Touch the Wounds is a welcome addition to the growing English corpus of Czech theologian and Catholic priest Tomáš Halík. Like earlier works from Halík, it is masterfully translated – conveying both the insights and personality of Halík – by the distinguished Gerald Turner. It is a translation (to echo a commendation from James Martin SJ) that now graces the anglosphere with a most profound Christian meditation on suffering.
For the uninitiated, Halík was an underground priest and dissident during the Communist regime in Czechoslovakia. He collaborated closely with Václav Havel and others during the Velvet Revolution in 1989 and to this day presides over the Academic Parish of Prague whilst remaining an integral figure in Czech public life, a legacy that has been acknowledged in his having been awarded the Templeton Prize in 2014. Hence Touch the Wounds, a set of spiritual meditations that orbit and cohere around the dominant theme of suffering, approaches its subject from a unique and personal vantage point on suffering.
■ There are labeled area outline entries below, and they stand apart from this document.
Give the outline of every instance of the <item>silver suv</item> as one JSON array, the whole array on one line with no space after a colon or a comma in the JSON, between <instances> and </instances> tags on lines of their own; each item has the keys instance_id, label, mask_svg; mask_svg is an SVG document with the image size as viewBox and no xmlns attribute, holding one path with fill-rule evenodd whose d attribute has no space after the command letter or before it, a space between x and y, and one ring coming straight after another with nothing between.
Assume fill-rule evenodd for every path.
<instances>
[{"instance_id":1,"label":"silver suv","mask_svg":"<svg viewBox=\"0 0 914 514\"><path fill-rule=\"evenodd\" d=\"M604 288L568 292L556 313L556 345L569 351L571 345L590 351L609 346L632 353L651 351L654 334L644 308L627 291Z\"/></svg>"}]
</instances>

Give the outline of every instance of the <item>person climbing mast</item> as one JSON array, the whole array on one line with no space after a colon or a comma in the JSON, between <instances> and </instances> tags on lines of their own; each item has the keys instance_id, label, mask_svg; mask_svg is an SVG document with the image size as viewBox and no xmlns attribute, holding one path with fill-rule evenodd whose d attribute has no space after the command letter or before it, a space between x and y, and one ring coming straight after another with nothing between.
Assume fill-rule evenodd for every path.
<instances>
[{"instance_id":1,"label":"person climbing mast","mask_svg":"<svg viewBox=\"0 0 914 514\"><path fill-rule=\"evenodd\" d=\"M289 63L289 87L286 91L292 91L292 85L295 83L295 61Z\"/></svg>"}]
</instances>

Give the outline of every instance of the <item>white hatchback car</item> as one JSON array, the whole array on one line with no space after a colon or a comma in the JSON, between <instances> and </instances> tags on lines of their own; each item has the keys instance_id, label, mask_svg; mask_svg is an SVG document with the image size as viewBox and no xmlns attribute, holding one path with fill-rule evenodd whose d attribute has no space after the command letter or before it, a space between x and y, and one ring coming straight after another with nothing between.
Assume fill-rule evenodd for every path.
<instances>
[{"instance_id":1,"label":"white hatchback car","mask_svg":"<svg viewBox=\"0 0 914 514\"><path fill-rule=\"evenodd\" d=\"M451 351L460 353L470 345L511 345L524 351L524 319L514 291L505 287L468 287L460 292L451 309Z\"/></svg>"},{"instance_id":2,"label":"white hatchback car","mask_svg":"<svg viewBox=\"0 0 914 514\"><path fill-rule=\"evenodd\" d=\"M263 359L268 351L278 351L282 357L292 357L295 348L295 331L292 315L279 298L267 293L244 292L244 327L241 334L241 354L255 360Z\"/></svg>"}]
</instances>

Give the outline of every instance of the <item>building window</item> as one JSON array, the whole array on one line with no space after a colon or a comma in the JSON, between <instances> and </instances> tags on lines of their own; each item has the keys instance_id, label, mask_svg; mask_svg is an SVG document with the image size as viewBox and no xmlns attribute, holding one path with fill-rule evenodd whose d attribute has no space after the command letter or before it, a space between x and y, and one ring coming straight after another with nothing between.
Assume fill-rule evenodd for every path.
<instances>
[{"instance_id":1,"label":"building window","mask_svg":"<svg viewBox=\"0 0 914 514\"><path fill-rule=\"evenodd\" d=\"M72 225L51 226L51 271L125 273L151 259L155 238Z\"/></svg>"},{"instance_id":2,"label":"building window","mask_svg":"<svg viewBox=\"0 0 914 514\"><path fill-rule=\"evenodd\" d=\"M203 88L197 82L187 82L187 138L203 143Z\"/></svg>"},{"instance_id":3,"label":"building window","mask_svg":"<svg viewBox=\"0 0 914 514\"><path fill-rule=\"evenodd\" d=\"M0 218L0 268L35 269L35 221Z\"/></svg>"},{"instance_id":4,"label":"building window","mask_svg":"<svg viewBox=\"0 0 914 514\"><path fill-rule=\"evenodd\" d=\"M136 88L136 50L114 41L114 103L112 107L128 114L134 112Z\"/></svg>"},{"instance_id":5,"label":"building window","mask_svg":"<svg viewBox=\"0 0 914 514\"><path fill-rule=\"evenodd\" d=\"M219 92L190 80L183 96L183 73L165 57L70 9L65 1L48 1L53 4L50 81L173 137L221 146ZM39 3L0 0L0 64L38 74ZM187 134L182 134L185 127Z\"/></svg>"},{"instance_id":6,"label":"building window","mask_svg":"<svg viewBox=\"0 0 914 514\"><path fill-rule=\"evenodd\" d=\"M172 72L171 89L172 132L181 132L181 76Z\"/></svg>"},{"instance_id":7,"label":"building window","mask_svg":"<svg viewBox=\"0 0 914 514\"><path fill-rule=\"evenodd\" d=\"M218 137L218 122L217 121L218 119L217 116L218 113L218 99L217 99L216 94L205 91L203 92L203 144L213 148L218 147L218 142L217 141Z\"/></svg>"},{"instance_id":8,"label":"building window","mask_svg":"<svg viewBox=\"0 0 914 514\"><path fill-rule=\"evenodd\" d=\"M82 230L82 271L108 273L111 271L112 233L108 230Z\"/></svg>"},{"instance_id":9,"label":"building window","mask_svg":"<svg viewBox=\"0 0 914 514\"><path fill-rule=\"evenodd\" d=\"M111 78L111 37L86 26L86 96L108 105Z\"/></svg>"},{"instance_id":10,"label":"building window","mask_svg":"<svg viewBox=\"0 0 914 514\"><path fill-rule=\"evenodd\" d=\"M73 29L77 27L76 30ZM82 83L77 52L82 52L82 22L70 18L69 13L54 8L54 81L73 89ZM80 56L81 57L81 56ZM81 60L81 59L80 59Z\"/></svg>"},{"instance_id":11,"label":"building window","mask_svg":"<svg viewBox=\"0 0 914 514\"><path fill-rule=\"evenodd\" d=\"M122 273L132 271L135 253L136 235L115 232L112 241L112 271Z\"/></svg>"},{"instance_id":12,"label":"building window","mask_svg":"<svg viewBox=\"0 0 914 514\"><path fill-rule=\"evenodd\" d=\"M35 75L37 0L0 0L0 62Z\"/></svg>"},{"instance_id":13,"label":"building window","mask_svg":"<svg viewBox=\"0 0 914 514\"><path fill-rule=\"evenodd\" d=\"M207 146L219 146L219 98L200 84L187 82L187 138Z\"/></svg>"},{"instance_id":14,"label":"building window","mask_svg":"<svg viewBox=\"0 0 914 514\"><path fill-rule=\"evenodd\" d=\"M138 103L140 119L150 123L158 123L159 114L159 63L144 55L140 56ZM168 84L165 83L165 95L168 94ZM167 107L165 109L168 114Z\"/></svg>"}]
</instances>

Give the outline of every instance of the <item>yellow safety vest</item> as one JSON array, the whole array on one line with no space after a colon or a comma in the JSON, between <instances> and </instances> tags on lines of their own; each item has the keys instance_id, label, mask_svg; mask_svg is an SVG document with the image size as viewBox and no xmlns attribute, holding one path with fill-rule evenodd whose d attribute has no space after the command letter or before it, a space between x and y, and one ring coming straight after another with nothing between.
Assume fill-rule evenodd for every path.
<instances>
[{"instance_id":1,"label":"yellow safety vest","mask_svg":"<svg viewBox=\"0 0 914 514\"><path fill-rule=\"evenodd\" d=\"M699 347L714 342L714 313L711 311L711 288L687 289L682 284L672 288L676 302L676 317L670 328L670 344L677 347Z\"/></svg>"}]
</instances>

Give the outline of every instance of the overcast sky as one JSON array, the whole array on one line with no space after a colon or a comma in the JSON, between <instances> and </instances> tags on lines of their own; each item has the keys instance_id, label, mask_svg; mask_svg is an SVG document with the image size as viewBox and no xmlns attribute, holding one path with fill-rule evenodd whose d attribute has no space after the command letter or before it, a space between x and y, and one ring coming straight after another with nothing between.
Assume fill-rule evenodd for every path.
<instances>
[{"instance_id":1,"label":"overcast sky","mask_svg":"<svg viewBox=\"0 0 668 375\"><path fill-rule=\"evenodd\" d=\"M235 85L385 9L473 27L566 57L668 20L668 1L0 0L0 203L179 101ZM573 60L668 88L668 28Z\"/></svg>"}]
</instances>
The title, Touch the Wounds, is inspired by the account of Thomas before the risen Jesus in the Gospel of John. Halík recalls reinterpreting this story upon a visit to an orphanage in India. For though he had witnessed all sorts of forms of ‘moral wretchedness’ in his lifetime, he would ‘never forget that orphanage in Madras’ (p. 7). It was a particularly visceral encounter with suffering, and it brought surprising words to Halík that echoed that morning's Bible reading from John 20. Halík concluded (in what serves as a succinct summary of the book) that ‘the painful wounds of our world are Christ's wounds’ (p. xi). Not to ‘touch’ these wounds, to remain indifferent to suffering in our midst, is to strip of power Thomas’ declaration: ‘My Lord and my God’ (Jn 20:28).
The rest of the book is a pastoral–theological exegesis of this insight so wide-ranging and rich in scope that it is impossible to summarise. Early chapters consider with nuance the appropriateness of describing God as ‘wounded’ in dialogue with ‘death of God’ theology. Later, themes of divine hiddenness are explored in relation to atheism and its essential role to religion as a critical interlocutor. There is a chapter devoted to the idea of God dancing (in conversation with the doctrine of perichoresis and Nietzsche) and the joy that subsists at the heart of Christian faith alongside suffering. There are scattered throughout the text (although especially in the chapter devoted to the grotesque art exhibition Bodies) illuminating insights about post-Christian culture, especially its engagement with suffering and mortality. There is some political theology squeezed in – fittingly for a theologian so integrally involved in the polis of his country – that considers the role Christians have in bearing witness to the truth in political life rather than using the blunt instrument of power. And the penultimate chapter provides one of the most pastorally helpful chapters I have encountered on how to handle with grace our own griefs and interpersonal wounds (here Halík's training as priest and former psychotherapist shines through).
If this seems a strikingly diverse set of topics, then I have left the right impression: Halík covers significant ground in this little 147-page book. This makes the text difficult to navigate at points. How the different thoughts welling up from Halík relate and connect – both within and between chapters – is sometimes opaque. But there nevertheless remains a consistent thread that binds these varied reflections together: sensitive and erudite treatment of how to navigate our wounded world and selves as people of faith. The predominant impression left on the reader is that God comes to us in the wounds of the risen Lord Jesus, and that this can transfigure our relationship to other stigmata around and within us, for it is Halík's contention that because Christ's wounds are at the heart of Christian belief, we need not conceal their own wounds – even our wounded faith.
A critical question that lingers for this reader is whether the central injunction of Touch the Wounds – not to be indifferent to suffering – goes quite far enough. How much should we heal wounds? Halík rightly attempts to traverse a tight rope between two extremes: a ‘messianism and megalomania’ that attempts to fix the world on the one hand and an unmoved indifference to suffering on the other (p. 104). But Halík is often much clearer about the dangers of the former than the latter, so that his (entirely proper) desire to avoid falling into messianism risks leaving somewhat underdeveloped practical imagination about how Christians should concretely provide first-aid in a wounded cosmos.
Despite these minor critical questions, this book warrants a wide readership both within and outside the academy. It promises to be a balm to the soul for those who are battered by this world and find their own faith wounded. It is a text that will equally help those accompanying others through suffering – whether that be in some form of pastoral vocation like Halík's or merely as a friend. I highly commend Touch the Wounds. One hopes it will be one of several more instalments from Tomáš Halík (and Gerald Turner) to grace the anglosphere.